Are puppy training classes worth it?

Think about how useful it would be to have an expert on your side as you negotiate the challenges of being a pet parent when deciding whether or not the investment in puppy training lessons is worthwhile. Because there is so much to take in, the answer is unquestionably yes; they are worth it!

Classes based on positive reinforcement, which include the use of treats and a great deal of playtime, are the most effective means of training a puppy.

 

 

What is the first thing you should train your puppy?

A puppy’s first orders of business are to acquire basic etiquette, to respond to his name, to eliminate in the appropriate places, and most importantly, not to bite anybody with those sharp fangs.

Puppies require extensive training in all aspects of socializing, including exposure to new people, environments, and objects.

 

What is the best age to take a puppy to training?

Around seven to eight weeks

Puppies learn socializing skills and can pick up on fundamental obedience cues like “sit” and “stay” from a very early age, despite the fact that their attention spans are short.

When it comes to most pups, the best time to start training is between the ages of 7 and 8 weeks, and the most effective training entails providing positive reinforcement and giving mild orders.

 

 

At what age do puppies start obeying?

10-12 Weeks Old

At this stage, you will start to expand on the commands, socializing, and impulse control that you have been teaching your puppy.

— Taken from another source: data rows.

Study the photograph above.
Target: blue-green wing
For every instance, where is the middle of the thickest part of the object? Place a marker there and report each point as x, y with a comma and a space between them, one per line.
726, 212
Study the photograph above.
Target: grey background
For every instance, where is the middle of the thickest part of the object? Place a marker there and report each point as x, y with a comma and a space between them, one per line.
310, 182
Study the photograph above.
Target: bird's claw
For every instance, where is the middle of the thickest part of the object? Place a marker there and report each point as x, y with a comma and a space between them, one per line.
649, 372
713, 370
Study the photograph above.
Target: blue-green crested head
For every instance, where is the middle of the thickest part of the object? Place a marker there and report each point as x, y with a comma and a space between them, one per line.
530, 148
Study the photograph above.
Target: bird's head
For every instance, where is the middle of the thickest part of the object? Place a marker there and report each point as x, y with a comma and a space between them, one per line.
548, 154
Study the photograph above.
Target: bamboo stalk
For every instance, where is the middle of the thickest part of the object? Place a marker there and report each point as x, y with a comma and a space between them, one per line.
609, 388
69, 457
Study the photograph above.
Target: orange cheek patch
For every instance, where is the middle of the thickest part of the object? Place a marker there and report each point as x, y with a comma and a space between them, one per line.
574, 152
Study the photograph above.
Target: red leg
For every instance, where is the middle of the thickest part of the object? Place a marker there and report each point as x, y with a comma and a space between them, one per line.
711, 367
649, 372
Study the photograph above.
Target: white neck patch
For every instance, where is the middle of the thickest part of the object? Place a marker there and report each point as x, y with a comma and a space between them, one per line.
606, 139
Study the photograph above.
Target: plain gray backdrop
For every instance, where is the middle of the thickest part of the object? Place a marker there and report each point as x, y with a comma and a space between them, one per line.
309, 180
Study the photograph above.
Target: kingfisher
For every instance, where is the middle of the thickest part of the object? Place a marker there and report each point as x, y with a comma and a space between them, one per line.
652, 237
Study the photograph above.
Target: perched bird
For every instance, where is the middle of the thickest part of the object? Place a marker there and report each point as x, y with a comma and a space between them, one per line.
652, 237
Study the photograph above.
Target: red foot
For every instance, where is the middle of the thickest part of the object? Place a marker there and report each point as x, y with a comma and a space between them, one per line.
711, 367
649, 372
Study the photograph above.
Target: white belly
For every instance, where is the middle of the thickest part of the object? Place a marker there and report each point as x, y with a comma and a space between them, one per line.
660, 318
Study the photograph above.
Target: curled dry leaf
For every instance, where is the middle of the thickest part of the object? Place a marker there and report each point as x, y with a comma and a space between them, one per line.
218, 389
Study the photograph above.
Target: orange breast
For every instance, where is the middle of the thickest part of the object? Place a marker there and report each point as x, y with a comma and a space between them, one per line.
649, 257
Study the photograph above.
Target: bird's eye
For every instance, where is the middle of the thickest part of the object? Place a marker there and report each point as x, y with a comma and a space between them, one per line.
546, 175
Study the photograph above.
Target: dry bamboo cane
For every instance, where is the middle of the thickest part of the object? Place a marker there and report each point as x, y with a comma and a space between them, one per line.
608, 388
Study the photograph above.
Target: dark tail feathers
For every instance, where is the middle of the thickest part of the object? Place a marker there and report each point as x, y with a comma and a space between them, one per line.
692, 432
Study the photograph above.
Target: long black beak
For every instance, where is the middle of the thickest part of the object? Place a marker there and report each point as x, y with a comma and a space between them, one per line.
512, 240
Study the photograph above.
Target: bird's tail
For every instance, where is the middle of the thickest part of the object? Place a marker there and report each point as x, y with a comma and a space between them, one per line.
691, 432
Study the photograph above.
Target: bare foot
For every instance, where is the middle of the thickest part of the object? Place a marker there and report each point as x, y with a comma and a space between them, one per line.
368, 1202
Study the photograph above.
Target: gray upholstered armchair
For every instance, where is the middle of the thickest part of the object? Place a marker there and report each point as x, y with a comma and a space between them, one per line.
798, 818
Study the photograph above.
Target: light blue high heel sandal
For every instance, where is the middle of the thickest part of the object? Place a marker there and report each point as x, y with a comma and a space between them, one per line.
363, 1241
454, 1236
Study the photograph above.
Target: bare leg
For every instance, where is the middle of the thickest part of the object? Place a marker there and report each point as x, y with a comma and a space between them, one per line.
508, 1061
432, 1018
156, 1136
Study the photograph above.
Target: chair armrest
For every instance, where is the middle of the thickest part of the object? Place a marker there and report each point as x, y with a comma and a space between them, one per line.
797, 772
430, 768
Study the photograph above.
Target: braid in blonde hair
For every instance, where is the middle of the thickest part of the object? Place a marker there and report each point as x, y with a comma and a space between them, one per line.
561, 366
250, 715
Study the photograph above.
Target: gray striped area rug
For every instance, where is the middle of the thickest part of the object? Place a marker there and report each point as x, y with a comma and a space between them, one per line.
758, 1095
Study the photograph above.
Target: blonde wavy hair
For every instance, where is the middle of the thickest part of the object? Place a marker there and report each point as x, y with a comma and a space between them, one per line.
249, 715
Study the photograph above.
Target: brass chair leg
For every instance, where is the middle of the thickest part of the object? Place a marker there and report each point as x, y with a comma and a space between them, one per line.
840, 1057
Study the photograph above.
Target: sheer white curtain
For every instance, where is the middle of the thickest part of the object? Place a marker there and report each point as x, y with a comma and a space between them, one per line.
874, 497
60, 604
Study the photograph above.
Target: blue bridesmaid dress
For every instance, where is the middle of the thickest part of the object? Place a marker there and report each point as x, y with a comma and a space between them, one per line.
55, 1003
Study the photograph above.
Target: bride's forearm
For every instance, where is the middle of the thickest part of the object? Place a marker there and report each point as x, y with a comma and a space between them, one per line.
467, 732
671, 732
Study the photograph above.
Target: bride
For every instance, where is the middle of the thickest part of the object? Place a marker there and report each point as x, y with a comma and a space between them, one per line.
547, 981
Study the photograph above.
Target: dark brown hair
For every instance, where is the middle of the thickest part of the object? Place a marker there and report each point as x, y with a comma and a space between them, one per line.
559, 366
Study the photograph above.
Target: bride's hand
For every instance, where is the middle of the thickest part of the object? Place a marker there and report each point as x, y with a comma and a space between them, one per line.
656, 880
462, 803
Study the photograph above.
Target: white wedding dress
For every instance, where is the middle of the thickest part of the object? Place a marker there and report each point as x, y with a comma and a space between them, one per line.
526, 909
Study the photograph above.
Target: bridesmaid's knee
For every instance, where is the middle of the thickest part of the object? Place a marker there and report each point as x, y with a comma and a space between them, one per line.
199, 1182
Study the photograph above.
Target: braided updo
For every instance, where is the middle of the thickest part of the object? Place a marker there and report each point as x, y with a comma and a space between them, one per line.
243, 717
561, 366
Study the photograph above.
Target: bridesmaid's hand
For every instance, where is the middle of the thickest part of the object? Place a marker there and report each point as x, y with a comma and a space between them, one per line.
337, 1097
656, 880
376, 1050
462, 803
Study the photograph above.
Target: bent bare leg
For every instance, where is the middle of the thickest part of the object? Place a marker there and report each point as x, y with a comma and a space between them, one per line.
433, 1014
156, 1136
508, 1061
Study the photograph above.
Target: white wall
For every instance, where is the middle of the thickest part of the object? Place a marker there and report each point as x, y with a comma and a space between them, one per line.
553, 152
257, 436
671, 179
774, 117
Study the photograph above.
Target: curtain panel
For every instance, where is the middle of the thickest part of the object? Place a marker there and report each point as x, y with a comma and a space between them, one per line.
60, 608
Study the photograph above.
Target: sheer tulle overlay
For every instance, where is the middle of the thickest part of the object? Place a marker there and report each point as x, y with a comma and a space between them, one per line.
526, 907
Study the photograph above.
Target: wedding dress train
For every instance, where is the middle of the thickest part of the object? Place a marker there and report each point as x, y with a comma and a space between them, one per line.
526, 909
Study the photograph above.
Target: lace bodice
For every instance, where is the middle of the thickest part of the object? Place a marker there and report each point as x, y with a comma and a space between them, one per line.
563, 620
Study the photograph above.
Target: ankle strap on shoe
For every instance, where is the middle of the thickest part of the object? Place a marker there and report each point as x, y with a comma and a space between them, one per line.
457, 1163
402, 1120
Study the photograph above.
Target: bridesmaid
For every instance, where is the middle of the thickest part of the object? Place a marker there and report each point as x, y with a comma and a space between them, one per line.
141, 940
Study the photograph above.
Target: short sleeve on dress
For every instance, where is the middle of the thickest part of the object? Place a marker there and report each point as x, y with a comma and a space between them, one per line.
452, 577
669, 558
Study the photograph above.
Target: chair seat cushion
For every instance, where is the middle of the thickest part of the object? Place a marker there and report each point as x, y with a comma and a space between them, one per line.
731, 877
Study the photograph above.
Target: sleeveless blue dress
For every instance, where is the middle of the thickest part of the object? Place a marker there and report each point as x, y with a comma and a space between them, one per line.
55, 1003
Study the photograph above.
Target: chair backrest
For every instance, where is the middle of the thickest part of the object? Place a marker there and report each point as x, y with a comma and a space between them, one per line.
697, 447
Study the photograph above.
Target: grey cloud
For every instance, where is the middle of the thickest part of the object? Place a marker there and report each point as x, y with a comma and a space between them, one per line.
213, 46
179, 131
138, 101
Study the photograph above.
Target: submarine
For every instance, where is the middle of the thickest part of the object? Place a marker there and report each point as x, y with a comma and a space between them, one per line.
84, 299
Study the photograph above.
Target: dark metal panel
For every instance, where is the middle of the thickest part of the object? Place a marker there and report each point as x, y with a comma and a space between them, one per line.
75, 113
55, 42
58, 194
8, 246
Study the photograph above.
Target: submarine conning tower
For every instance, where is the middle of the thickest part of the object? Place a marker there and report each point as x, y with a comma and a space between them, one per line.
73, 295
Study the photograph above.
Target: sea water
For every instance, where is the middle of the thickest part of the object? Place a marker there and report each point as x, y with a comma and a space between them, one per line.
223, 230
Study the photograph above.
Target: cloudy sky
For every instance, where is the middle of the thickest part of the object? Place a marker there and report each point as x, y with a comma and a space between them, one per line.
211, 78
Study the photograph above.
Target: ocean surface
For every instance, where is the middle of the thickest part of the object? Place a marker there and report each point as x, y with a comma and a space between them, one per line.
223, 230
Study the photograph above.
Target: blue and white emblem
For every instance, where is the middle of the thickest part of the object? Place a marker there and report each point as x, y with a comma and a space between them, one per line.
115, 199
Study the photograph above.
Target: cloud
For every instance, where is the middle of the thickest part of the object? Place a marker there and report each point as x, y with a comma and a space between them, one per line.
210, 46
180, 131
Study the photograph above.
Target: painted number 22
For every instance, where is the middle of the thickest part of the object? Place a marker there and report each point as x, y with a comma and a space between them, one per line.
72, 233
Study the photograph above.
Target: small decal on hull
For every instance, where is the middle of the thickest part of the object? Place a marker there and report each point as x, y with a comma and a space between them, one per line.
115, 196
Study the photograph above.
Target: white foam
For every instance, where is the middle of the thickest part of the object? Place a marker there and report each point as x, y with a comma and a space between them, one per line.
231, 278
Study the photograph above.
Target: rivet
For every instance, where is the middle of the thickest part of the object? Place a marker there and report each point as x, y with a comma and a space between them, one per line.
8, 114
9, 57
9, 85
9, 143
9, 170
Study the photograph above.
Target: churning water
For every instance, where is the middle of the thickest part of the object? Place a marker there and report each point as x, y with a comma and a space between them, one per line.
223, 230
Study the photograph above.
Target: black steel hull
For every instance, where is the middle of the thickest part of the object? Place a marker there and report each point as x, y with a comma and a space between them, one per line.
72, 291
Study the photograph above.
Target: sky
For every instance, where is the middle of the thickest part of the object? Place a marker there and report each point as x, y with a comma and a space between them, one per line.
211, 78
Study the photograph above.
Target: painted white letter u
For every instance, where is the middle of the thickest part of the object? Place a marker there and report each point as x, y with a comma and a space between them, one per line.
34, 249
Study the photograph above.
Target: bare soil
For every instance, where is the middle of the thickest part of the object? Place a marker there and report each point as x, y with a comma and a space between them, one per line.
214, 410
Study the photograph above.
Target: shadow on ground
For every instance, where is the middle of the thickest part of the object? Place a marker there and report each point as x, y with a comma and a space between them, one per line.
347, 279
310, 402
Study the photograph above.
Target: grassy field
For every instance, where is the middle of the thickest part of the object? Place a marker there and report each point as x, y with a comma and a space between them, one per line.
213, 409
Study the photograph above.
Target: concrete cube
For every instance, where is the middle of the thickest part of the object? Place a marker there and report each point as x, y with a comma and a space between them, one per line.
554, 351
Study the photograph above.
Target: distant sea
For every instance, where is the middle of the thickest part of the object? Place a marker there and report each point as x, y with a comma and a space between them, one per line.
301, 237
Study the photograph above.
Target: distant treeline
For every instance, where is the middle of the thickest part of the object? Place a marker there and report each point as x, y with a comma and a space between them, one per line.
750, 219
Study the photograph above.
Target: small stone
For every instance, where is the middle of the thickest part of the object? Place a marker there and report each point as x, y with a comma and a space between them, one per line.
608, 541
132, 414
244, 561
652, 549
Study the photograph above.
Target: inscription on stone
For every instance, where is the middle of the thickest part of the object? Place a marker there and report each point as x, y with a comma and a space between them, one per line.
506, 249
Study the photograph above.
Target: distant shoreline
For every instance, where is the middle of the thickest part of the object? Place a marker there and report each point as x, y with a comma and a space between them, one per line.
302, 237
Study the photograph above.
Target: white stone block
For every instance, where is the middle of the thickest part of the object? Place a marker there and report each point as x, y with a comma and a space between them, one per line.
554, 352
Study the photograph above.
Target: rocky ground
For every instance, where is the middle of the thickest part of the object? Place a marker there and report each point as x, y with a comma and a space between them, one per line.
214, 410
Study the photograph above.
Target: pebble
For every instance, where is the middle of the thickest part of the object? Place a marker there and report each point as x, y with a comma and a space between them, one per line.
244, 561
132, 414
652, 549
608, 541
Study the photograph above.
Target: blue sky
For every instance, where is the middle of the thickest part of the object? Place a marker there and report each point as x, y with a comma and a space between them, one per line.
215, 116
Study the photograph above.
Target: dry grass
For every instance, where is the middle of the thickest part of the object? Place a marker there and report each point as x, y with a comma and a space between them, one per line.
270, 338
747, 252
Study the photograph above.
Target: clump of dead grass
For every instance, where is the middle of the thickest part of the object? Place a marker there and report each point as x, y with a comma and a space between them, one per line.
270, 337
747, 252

Inside the house, teach your dog more fundamental obedience commands like “Place,” “Down,” and “Heel,” and continue to praise good behavior with treats.

 

 

What can be done about a puppy that constantly bites?

Either pretend he isn’t there for ten to twenty seconds, or if he starts talking trash to you again, stand up and walk away from him for ten to twenty seconds.

When the short time-out is up, go back to your puppy and try to coax him back into playing with you again. It is essential that you teach him that he can continue to play gently, but that unpleasant play must end.

 

 

At what age are dogs harder to train?

Problems with puppies at the age of three to four months. When your puppy is between 12 and 16 weeks old, or between 3 and 4 months old, things will start to pick up speed.

Many owners find that this is a very difficult age for their dogs for a variety of reasons.

To begin, it’s possible that your canine companion is not yet completely housebroken, which may be making you feel aggravated.

 

 

How long do puppies bond for?

Puppies, as opposed to older dogs, typically form attachments more quickly since they have less of a past and fewer attachments to previous owners.

If you purchased your puppy from a breeder, the bonding process with your new dog could take anywhere from three weeks to three months on average.

 

 

How long is the puppy biting phase?

 

between the third and the fifth month

The most essential point to keep in mind is that mouthing and play biting are only phases that the vast majority of pups will normally mature out of sometime between the ages of three and five months. This is the single most crucial thing to keep in mind.

 

 

What age are puppies most hyper?

From 10 – 16 Weeks

 

When do pups reach their most hyperactive stage?

The amount of energy that puppies have changes roughly along a timeline as they develop into adult dogs, beginning with the first few weeks of their lives and continuing all the way through maturity; however, you may find that they are at their most hyperactive during two stages of their development.

The initial stage might last anywhere from ten to sixteen weeks.